Les effets de la crise

Et il convient de bien différencier la restauration d'hôtel dans les espaces touristiques forts comprenant une grande densité de restaurants, qui souffre, et la restauration d'hôtel dans les lieux isolés, qui tire son épingle du jeu grâce à une clientèle captive. Pour Didier Arino, directeur du cabinet Protourisme : « Dans ce dernier cas, la partie restauration est un élément déterminant dans le choix de l'établissement. » Autre souci pour Didier Arino : la crise qui affecte la clientèle française. « Tous les établissements qui sont dépendants de la clientèle intérieure sont touchés, car la restauration est le premier budget sur lequel le client cherche à économiser, ce qui conduit à des baisses tout à fait conséquentes dans les stations. Ainsi, en stations, entre le début du printemps et le mois de juillet, nous avons enregistré une baisse du chiffre d'affaires de la restauration d'hôtel comprise entre 10 et 20% en moyenne. Néanmoins, août et septembre ont été meilleurs, avec une évolution positive moyenne constatée de 5 à 7%. »

Sortir des canons standardisés

En région, les propriétaires d'établissements composent avec les particularismes locaux pour tirer leur épingle du jeu. Ainsi, Franck Anderloni, le directeur général de la Charpinière, à Saint-Galmier (42), mise gros sur la restauration. Cet hôtel de 46 chambres, racheté en 2011 par la famille Despinasse, propriétaire des boucheries Grand Frais, a été récemment entièrement rénové, pour un investissement de l'ordre de 7 millions d'euros. « Nous sommes en train d'obtenir le titre de Maître Restaurateur, mais nous nous heurtons à un problème : pour l'obtenir, il faut que le propriétaire de l'établissement ait une expérience en restauration, ce qui n'est évidemment pas le cas », explique Franck Anderloni. Classé trois étoiles depuis le 14 octobre, la Charpinière développe son projet pour un restaurant gastronomique de 120 places. « Nous avons réalisé 32 000 couverts au premier semestre, dont 5 000 en gastro, 20 000 en brasserie, et le reste en séminaires. Il y a donc un réel potentiel à creuser », assure le directeur général. En mettant en avant les produits frais, les restaurants de l'établissement sont aujourd'hui très prisés, y compris par des clients extérieurs, qui viennent en sachant ce qu'ils vont y manger.
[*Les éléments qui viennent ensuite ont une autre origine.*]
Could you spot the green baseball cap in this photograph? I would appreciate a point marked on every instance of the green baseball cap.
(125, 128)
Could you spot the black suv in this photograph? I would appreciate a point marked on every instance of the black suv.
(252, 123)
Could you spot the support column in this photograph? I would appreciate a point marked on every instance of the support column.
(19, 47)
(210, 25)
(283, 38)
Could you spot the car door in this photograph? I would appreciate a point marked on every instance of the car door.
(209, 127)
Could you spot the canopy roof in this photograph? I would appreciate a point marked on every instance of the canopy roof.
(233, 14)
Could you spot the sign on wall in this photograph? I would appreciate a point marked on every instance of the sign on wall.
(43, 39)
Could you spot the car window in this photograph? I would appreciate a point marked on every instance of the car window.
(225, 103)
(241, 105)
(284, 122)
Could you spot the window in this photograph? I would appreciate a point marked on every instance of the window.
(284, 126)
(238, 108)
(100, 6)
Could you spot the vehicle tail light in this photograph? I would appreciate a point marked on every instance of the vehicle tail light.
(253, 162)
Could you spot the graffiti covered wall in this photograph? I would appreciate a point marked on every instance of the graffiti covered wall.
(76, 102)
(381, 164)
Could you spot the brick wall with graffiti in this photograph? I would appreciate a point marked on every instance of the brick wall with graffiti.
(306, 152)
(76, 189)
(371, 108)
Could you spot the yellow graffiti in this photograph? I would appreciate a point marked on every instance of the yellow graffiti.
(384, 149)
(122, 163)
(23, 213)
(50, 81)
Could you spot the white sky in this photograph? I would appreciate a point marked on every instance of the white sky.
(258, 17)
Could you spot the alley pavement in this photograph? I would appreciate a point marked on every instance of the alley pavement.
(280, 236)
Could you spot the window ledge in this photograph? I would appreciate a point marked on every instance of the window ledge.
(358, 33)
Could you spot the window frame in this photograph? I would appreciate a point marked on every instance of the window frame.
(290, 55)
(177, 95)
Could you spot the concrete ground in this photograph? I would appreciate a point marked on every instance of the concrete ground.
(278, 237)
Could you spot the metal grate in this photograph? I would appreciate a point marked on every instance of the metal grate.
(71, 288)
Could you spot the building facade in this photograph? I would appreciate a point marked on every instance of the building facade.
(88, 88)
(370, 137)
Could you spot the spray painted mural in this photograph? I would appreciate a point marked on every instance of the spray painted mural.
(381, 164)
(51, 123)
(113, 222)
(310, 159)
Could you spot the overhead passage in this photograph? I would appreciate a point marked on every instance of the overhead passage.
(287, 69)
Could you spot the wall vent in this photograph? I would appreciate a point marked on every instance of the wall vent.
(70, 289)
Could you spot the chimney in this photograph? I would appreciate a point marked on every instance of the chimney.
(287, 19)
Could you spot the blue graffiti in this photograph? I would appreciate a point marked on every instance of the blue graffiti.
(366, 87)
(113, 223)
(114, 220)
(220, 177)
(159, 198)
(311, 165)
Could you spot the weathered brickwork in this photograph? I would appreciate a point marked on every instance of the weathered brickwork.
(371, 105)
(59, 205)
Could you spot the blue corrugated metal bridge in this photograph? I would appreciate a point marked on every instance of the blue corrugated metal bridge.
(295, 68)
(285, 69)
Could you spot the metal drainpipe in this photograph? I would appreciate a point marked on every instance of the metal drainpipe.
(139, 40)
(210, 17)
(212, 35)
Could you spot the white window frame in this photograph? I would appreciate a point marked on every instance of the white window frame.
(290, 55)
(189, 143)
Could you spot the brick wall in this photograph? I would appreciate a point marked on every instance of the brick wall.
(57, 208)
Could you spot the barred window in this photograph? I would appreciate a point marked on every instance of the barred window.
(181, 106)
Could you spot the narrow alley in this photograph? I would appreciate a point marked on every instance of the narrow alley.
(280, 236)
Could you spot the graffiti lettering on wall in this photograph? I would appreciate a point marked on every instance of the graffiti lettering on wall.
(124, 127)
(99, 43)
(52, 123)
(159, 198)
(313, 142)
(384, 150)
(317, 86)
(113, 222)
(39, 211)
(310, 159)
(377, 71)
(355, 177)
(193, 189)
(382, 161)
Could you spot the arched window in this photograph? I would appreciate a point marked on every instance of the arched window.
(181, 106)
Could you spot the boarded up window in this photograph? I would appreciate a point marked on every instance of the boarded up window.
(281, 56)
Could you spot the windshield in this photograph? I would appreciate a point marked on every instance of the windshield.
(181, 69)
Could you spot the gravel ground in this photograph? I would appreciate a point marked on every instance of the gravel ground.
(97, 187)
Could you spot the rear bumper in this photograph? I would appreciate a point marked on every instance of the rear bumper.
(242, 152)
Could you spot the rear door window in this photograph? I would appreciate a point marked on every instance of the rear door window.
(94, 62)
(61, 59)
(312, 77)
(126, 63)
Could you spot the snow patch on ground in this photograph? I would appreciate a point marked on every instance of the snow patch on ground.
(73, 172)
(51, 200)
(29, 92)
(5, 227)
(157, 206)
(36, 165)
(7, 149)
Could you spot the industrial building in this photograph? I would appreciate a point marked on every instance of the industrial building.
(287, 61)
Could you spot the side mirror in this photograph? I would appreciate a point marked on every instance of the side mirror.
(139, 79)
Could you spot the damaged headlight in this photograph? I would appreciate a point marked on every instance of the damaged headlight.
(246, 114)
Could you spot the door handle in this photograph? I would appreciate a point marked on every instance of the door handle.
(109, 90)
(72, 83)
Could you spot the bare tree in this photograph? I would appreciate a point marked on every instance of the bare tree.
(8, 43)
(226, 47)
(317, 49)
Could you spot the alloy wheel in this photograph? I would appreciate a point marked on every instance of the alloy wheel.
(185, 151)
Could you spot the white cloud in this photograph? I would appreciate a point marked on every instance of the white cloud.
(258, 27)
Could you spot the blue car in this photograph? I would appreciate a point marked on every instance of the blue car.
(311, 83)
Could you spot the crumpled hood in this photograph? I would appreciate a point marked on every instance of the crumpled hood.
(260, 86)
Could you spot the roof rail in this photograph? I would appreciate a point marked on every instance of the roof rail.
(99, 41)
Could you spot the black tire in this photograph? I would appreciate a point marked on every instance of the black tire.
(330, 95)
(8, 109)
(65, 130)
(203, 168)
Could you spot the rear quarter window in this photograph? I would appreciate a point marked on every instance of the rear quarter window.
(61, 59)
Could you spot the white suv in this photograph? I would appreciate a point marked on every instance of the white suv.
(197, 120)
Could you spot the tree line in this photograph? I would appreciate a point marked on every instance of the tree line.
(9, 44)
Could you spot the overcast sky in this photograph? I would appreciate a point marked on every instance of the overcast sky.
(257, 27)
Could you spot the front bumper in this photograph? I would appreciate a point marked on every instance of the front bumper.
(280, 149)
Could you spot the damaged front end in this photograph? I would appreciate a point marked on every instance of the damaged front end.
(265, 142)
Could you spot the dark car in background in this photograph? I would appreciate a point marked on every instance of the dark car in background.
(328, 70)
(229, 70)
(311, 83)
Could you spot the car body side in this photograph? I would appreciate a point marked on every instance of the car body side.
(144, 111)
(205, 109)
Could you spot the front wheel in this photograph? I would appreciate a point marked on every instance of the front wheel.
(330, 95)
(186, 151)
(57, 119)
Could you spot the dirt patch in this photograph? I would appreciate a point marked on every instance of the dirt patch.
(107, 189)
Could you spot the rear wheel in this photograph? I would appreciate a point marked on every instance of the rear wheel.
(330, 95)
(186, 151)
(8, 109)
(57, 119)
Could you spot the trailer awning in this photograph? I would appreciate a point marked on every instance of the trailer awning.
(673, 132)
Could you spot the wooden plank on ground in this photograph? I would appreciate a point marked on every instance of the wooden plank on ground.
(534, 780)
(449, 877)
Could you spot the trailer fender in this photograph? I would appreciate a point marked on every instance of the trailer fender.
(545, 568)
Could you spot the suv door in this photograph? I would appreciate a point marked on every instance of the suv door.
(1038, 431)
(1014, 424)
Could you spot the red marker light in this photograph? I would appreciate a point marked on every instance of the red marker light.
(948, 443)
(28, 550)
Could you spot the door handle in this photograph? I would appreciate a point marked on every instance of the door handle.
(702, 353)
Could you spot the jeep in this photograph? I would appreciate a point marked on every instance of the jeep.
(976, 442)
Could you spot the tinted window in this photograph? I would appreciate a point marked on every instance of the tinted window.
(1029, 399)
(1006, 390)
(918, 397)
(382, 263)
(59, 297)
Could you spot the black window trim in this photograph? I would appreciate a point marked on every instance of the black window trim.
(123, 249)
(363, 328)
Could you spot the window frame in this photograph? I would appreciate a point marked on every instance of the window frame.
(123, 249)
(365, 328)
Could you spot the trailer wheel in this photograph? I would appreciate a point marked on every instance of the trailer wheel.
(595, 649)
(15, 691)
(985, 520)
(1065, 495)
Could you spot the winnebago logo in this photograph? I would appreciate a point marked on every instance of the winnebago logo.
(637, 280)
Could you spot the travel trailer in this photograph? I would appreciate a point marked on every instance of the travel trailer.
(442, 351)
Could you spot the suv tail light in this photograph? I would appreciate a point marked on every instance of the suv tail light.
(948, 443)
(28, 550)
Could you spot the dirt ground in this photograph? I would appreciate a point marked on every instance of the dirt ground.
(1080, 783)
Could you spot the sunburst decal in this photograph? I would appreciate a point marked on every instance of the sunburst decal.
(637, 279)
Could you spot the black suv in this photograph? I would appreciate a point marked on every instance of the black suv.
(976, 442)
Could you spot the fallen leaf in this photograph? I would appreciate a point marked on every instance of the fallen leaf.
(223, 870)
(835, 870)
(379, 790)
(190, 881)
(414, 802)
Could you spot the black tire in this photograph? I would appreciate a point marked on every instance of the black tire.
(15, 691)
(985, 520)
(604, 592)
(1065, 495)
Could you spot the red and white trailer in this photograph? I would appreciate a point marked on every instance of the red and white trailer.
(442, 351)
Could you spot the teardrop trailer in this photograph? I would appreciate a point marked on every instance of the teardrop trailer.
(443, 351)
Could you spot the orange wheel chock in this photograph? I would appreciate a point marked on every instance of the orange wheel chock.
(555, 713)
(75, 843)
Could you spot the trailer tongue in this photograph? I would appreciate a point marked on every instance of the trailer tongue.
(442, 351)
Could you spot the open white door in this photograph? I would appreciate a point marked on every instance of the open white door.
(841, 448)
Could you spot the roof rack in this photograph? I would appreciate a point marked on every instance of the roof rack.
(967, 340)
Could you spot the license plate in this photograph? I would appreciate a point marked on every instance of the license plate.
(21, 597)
Autre exemple avec le restaurant Le Bougainvillier. Cet établissement proche de Saint-Étienne s'est récemment adjoint quatre chambres. Un changement dicté par la crise, selon son propriétaire, Gérard Charbonnier. « Nous avons créé quatre chambres personnalisées, toutes différentes, car nous avons constaté une demande de plus en plus forte pour tout ce qui sortait des canons de l'hôtellerie standardisée. Les repas d'affaires ayant fortement chuté depuis le début de la crise, nous devions réagir pour capter un autre type de clientèle. » Le succès est au rendez-vous, puisque ces chambres, vendues 98 € la nuit, font régulièrement le plein. Et Gérard Charbonnier ne compte pas s'arrêter là. Il prévoit de créer trois chambres supplémentaires.

Une sensibilité à la régionalisation

Pourtant, la restauration chez les indépendants reste un véritable problème, selon Mark Watkins. « Prenez l'exemple d'une chaîne volontaire comme les Logis. Nous sommes face à une restauration prétentieuse, petite-bourgeoise. Souvent, les propriétaires cherchent à être honnêtes, à proposer une cuisine faite maison, mais ils en font trop. Problème : ces restaurants s'adressent encore une fois à deux publics, les voyageurs et la clientèle locale. Évidemment, les touristes sont sensibles à la régionalisation. On apprécie de toucher à la gastronomie locale, surtout quant elle est très typée. Mais, finalement, les cartes manquent d'originalité et se ressemblent toutes. »

La restauration hôtelière a donc encore du chemin à parcourir pour sortir de l'ornière. Victime du vieillissement du parc hôtelier français, elle ne dispose certainement pas de tous les moyens nécessaires à sa renaissance. Les initiatives qui fonctionnent restent souvent des cas isolés, mais aucun modèle n'existe réellement pour le moment. Pour le client, le flou demeure. Pour combien de temps encore ?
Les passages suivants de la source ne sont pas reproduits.